Jakarta, PajakOnline – Kantor Wilayah Direktorat Jenderal Pajak (Kanwil DJP) Jakarta Barat menyelenggarakan Pelatihan Training of Trainers (ToT) Agen Pajak Kelurahan pada Senin (26/1/2026). Kegiatan ini berlangsung di Aula Harmoni Kanwil DJP Jakarta Barat.
Pelatihan diikuti oleh 147 peserta yang merupakan perwakilan dari masing-masing kelurahan di wilayah Kota Administrasi Jakarta Barat.
Turut hadir membuka kegiatan, Kepala Bagian Tata Pemerintahan Pemerintah Kota Administrasi Jakarta Barat Rano Rahmat Efendi. Kegiatan ini menjadi bagian dari komitmen Kanwil DJP Jakarta Barat dalam memperkuat layanan perpajakan, khususnya melalui implementasi Coretax DJP. Agen Pajak dari tiap Kelurahan diharapkan mampu menjadi pendamping masyarakat dalam layanan yang bersifat teknis dan praktis.
Peran Agen Pajak difokuskan pada pendampingan aktivasi akun Coretax, registrasi Kode Otorisasi DJP, serta pelaporan SPT Tahunan Orang Pribadi.
Ke depan, mereka juga diharapkan
menjadi perpanjangan tangan layanan KPP melalui pembentukan Pojok Pajak, terutama saat periode puncak pelaporan SPT Tahunan.
Pelaksanaan kegiatan ini merupakan salah satu bentuk tindak lanjut atas Perjanjian Kerja Sama antara Direktorat Jenderal Pajak dan Pemerintah Provinsi DKI Jakarta, yaitu Nomor 14 Tahun
2025, PRJ-131/PJ/2025, dan PRJ-123/PK/2025 tertanggal 17 Juni 2025.
Kerja sama ini bertujuan memperkuat optimalisasi pemungutan pajak pusat dan pajak daerah di DKI Jakarta, sekaligus mendukung persiapan pelaporan SPT Tahunan PPh Orang Pribadi Tahun 2025 melalui Coretax
DJP.
Dalam pelatihan ini, peserta menerima materi mengenai aktivasi akun Coretax dan penerbitan Kode Otorisasi, serta pembekalan pelaporan SPT Tahunan Orang Pribadi. Materi disampaikan
oleh Tim Penyuluh Pajak Kanwil DJP Jakarta Barat.

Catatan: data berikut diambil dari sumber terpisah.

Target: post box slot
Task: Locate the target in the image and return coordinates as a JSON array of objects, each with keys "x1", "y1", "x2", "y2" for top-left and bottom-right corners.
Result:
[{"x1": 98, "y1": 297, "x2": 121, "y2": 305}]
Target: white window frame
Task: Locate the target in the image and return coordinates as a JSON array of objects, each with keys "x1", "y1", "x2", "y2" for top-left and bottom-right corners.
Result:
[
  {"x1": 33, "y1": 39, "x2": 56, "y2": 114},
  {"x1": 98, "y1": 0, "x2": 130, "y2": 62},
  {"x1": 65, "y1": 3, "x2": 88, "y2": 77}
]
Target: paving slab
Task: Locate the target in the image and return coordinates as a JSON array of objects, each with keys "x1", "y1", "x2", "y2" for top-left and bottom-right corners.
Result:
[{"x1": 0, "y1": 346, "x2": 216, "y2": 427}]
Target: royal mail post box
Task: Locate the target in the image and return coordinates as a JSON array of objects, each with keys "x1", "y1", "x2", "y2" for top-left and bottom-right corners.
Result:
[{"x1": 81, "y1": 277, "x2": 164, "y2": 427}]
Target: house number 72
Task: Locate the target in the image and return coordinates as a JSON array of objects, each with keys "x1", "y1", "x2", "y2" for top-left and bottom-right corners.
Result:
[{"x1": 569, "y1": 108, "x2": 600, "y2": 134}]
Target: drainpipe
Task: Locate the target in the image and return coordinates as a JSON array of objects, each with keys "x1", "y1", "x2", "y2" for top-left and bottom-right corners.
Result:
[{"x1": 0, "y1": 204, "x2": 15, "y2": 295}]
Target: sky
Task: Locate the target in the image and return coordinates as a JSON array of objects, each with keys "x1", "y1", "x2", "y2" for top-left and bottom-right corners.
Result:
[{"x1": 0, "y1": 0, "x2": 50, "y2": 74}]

Kegiatan dibuka oleh Penyuluh Pajak Madya Kanwil DJP Jakarta Barat Beny Santoso. Ia menyampaikan gambaran umum kompetensi yang perlu dikuasai Agen Pajak, mulai dari alur registrasi, aktivasi, hingga penerbitan Kode Otorisasi pada akun Coretax wajib pajak.
Beny juga menekankan pentingnya pemahaman terkait keamanan data wajib pajak.
Selain itu, ia mengingatkan bahwa layanan pendampingan kepada masyarakat bersifat gratis dan tidak
dipungut biaya apa pun.
“Sekilas terkait kegiatan hari ini, mudah-mudahan tujuannya bisa tercapai, kita bisa membantu masyarakat untuk melaporkan SPT Tahunan tahun pajak 2025,” ujar Beny.
Sementara itu, Rano Rahmat Efendi menyampaikan bahwa pendampingan dari Kanwil DJP Jakarta Barat sangat dibutuhkan agar Agen Pajak dapat menjalankan perannya secara
optimal. “Teman-teman (Agen Pajak), kesempatan ini tolong dimanfaatkan dengan sebaik-baiknya,” ujar Rano.
Ia juga memberikan semangat kepada para peserta. “Selamat bekerja, tetap semangat. Mudah-mudahan penyampaian SPT Tahunan Jakarta Barat tahun ini bisa melebihi target.”
Melalui pelatihan ini, Kanwil DJP Jakarta Barat berharap sinergi antara DJP dan pemerintah daerah semakin kuat. Tujuannya jelas: layanan makin dekat, pendampingan makin mudah, dan
kepatuhan pelaporan SPT Tahunan semakin meningkat.